La pourriture grise due à Botrytis cinerea est la pourriture du fruit la plus commune sur fraise, limitant souvent la durée de conservation.
L'infection intervient principalement durant la floraison, la maladie pouvant ensuite rester latente et causer des dégâts aussi bien avant qu'après la récolte des fruits.
De ce fait, la protection des fleurs est considérée comme un facteur clé de la réussite de la lutte contre la pourriture grise.
Un principe original
Une technologie de transport
Depuis plusieurs années, Biobest a développé la technologie Flying Doctors. Le système consiste en une ruche de bourdons équipée d'un distributeur de produit (voir photo 1). Les bourdons sortant de la ruche marchent dans le distributeur préalablement rempli du produit. Celui-ci adhère à leurs pattes et leur abdomen (photo 2).

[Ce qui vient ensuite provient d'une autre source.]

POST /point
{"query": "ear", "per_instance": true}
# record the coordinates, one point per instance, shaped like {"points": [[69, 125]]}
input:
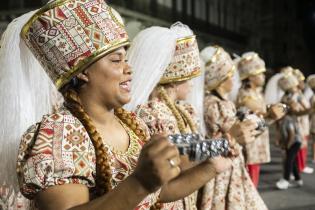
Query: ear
{"points": [[83, 76]]}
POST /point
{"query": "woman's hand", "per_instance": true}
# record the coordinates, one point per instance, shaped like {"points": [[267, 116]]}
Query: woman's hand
{"points": [[244, 132], [277, 111], [158, 163], [220, 164]]}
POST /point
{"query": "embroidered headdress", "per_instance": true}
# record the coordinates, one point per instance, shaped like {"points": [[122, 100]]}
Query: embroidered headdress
{"points": [[162, 55], [311, 81], [299, 74], [218, 66], [67, 36], [250, 64], [185, 63], [288, 81]]}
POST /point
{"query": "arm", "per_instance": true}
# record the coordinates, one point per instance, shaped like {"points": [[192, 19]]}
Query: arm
{"points": [[63, 197], [291, 136], [197, 177], [152, 172]]}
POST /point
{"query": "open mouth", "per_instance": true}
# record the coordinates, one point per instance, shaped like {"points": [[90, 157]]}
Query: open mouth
{"points": [[126, 85]]}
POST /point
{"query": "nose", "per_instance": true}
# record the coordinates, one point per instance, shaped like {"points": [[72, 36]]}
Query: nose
{"points": [[127, 69]]}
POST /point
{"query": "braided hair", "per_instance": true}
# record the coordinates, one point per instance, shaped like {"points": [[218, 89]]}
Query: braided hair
{"points": [[103, 169]]}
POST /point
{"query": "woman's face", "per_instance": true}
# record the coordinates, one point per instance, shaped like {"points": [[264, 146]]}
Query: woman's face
{"points": [[183, 89], [110, 79], [258, 80]]}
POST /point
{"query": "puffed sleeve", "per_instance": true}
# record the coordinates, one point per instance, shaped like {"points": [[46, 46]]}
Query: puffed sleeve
{"points": [[158, 118], [147, 115], [56, 151]]}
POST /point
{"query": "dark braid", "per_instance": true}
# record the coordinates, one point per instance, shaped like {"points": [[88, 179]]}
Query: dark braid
{"points": [[103, 171]]}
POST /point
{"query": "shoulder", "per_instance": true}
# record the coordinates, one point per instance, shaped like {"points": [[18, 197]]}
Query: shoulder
{"points": [[151, 110], [55, 151]]}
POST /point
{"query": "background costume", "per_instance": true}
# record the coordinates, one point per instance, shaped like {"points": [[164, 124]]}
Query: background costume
{"points": [[232, 189], [66, 37], [178, 57], [257, 152]]}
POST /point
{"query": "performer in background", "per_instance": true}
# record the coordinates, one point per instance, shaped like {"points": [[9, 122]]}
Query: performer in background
{"points": [[303, 121], [232, 189], [290, 135], [90, 146], [165, 61], [252, 73], [311, 84]]}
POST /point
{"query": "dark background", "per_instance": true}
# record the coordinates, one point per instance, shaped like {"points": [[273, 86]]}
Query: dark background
{"points": [[281, 31]]}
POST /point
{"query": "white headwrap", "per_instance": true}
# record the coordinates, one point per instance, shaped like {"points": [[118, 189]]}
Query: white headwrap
{"points": [[149, 55], [26, 94], [273, 93]]}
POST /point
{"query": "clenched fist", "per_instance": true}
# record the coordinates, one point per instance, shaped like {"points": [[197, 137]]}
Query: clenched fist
{"points": [[158, 163]]}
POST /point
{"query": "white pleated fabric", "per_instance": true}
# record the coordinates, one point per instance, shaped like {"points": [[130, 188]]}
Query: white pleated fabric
{"points": [[26, 94]]}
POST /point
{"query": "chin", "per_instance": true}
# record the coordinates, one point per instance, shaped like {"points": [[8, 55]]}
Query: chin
{"points": [[124, 100]]}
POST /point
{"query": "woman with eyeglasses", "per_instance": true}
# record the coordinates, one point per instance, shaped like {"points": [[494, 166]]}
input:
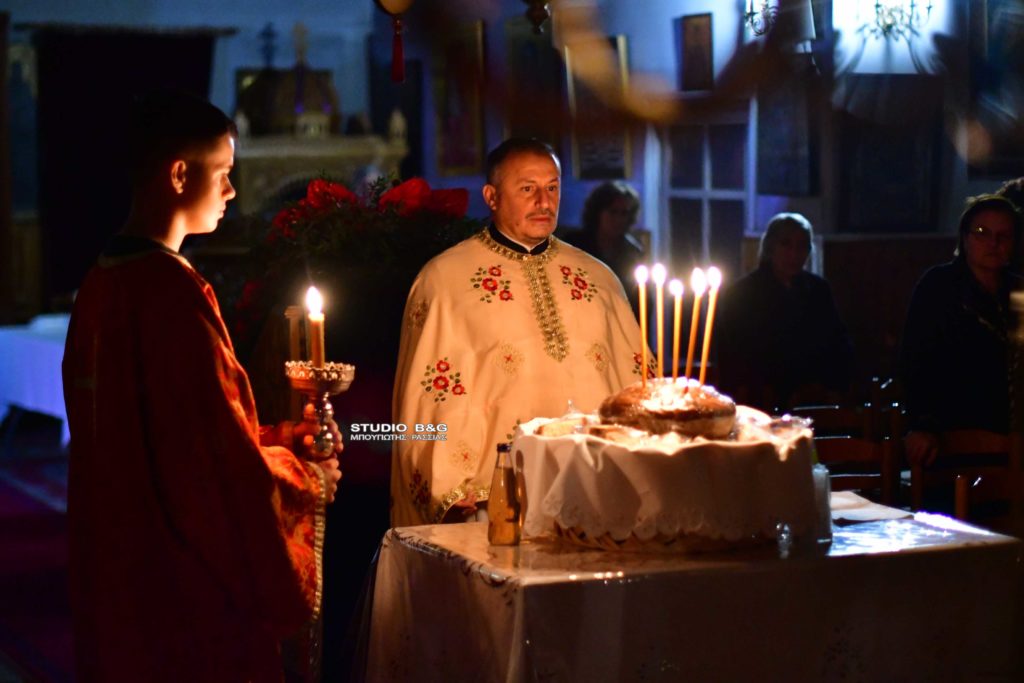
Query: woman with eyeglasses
{"points": [[954, 355]]}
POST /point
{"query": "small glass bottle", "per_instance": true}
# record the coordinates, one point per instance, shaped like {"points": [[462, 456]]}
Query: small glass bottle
{"points": [[503, 503]]}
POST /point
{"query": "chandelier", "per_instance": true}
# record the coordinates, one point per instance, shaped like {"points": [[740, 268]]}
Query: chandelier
{"points": [[898, 19], [761, 19]]}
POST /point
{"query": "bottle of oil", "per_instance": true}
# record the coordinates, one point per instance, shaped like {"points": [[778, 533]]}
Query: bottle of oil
{"points": [[503, 504]]}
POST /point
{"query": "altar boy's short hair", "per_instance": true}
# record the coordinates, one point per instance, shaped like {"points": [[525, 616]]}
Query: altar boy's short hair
{"points": [[166, 125]]}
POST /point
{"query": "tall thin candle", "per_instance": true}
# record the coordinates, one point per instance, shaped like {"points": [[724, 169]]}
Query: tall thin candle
{"points": [[314, 302], [676, 288], [641, 275], [698, 284], [658, 274], [714, 282]]}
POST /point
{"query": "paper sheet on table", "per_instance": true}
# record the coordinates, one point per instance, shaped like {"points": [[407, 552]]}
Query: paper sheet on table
{"points": [[849, 508]]}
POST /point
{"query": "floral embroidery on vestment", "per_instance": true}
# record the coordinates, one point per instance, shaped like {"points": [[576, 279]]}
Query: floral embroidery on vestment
{"points": [[598, 355], [556, 342], [440, 381], [581, 289], [489, 284], [509, 358], [418, 314]]}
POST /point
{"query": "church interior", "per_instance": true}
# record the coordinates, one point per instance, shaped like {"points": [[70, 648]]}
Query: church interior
{"points": [[873, 120]]}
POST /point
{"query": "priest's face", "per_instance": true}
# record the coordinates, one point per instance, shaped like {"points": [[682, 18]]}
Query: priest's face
{"points": [[207, 189], [989, 241], [524, 197]]}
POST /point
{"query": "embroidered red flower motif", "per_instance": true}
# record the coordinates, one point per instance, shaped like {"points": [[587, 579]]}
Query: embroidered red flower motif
{"points": [[323, 194]]}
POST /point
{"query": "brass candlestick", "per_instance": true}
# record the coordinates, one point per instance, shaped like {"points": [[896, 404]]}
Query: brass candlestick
{"points": [[318, 384]]}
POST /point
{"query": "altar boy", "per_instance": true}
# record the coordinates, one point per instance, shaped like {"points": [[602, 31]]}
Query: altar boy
{"points": [[193, 529]]}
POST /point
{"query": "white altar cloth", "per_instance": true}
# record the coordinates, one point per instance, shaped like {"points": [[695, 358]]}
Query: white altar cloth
{"points": [[924, 599], [30, 367]]}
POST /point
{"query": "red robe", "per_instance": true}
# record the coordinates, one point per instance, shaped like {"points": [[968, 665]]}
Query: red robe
{"points": [[194, 548]]}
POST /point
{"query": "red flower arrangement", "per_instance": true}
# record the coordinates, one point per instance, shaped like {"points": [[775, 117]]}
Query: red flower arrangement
{"points": [[388, 231]]}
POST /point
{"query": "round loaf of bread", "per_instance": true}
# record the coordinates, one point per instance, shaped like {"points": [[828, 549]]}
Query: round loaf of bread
{"points": [[663, 406]]}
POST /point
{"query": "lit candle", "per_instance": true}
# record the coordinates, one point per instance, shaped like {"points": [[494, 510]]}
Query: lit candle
{"points": [[676, 288], [314, 302], [657, 274], [714, 282], [698, 284], [641, 275], [294, 315]]}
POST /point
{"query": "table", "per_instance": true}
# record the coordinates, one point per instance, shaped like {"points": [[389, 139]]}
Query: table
{"points": [[927, 598], [30, 367]]}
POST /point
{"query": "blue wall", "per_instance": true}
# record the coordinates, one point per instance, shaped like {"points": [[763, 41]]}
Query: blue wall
{"points": [[337, 33]]}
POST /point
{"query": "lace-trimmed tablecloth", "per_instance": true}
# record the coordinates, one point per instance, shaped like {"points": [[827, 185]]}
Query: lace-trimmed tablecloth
{"points": [[905, 600]]}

Lorsque ces bourdons visitent les fleurs pour collecter le pollen, ils déposent le produit de façon ciblée. Un fongicide antibotrytis sera ainsi placé exactement là où il doit être pour protéger les fleurs de fraisiers contre l'infection (photo 3).
Un champignon bénéfique
Cette méthode de protection est aujourd'hui proposée avec Prestop 4B. Ce produit, développé par Lallemand Plant Care, contient le même principe actif que Prestop utilisé en pulvérisation, trempage ou irrigation, mais dans une formulation spécialement adaptée à l'application par les bourdons.

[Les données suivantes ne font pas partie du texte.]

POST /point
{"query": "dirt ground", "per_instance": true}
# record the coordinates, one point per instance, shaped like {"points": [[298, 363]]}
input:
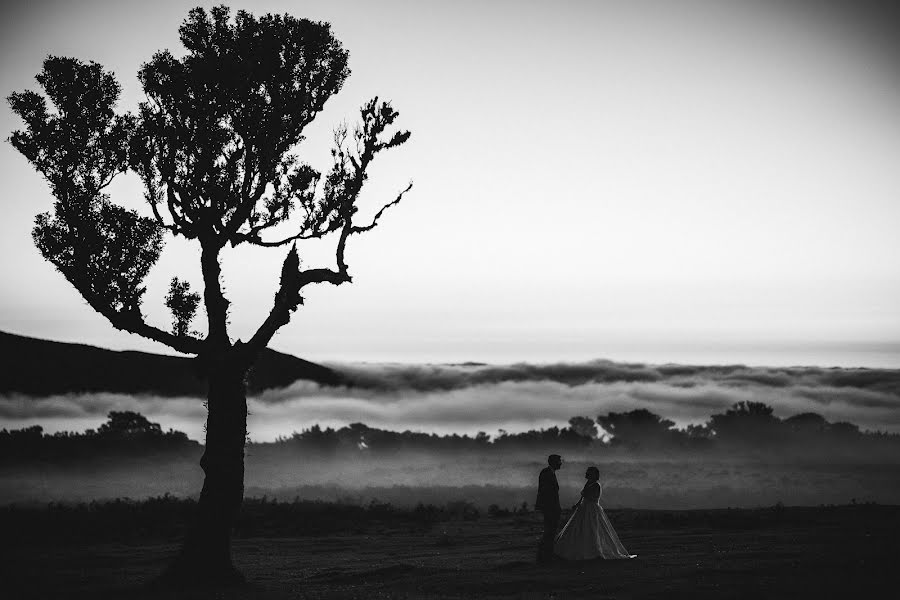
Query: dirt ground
{"points": [[824, 552]]}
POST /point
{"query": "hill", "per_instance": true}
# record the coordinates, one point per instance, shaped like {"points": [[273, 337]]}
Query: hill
{"points": [[42, 367]]}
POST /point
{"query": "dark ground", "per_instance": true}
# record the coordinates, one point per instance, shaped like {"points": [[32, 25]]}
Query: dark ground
{"points": [[822, 552]]}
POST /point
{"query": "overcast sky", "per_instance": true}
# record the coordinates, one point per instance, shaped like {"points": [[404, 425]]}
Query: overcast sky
{"points": [[695, 181]]}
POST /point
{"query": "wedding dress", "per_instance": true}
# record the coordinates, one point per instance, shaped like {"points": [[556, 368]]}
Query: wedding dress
{"points": [[588, 533]]}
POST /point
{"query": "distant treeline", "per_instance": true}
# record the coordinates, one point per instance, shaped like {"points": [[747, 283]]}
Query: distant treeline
{"points": [[124, 434], [747, 427]]}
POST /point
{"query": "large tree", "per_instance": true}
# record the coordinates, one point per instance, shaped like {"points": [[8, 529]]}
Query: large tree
{"points": [[215, 145]]}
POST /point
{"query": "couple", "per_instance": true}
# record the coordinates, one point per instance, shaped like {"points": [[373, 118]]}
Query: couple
{"points": [[588, 533]]}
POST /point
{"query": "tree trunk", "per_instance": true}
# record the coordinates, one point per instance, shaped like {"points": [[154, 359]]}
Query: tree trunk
{"points": [[205, 557]]}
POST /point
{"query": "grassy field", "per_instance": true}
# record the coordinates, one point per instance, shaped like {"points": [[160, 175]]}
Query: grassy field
{"points": [[383, 552]]}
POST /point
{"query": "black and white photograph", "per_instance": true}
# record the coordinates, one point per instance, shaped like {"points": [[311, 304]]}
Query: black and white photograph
{"points": [[494, 299]]}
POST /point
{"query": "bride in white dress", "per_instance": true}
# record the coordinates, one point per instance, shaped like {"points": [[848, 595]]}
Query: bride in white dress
{"points": [[588, 533]]}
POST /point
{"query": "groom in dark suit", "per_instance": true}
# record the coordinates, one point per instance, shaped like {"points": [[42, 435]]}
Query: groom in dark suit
{"points": [[548, 503]]}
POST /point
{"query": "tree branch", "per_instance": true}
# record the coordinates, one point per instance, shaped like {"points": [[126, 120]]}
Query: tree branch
{"points": [[133, 322], [370, 226]]}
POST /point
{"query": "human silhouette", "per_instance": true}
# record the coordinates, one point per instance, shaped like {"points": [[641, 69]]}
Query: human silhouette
{"points": [[548, 503], [588, 534]]}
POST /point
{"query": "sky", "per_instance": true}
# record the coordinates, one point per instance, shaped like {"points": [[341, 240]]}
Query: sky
{"points": [[707, 181]]}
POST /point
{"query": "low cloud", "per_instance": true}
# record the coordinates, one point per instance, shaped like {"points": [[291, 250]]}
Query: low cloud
{"points": [[472, 398]]}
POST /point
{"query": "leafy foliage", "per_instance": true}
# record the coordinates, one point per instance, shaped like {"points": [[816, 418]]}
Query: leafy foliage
{"points": [[182, 302], [220, 124], [104, 250]]}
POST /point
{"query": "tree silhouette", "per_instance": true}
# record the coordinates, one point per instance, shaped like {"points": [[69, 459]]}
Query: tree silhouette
{"points": [[639, 429], [747, 423], [214, 144]]}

Le principe actif est un champignon bénéfique, Gliocladium catenulatum souche J1446. Celui-ci, occupant la surface des fleurs avant B. cinerea, le prive d'espace et de nourriture. De plus, le champignon bénéfique produit des enzymes qui détruisent les parois cellulaires de l'agent pathogène.
L'application de Prestop 4B par les bourdons pollinisateurs (produit placé dans le distributeur des ruches) est autorisée pour lutter contre la pourriture grise en cultures de fraise et de framboise depuis 2013 en Belgique, depuis 2015 aux Pays-Bas et depuis 2016 en France (autorisation de mise sur le marché n° 2150847, sous serres et tunnels).
Historique de l'« entomo-vection »
Des travaux pionniers
Ce sont Hokkanen et Menzler-Hokkanen (2007), pionniers du concept en Europe depuis les années 1990, qui ont inventé le terme « entomo-vection » (certains disent « entomo-phorèse »).
Aux États-Unis, Peng, Sutton & Kevan (1992) ont été les premiers à décrire l'idée d'utiliser les abeilles pour la distribution de micro-organismes aux fleurs afin de protéger ces dernières des maladies.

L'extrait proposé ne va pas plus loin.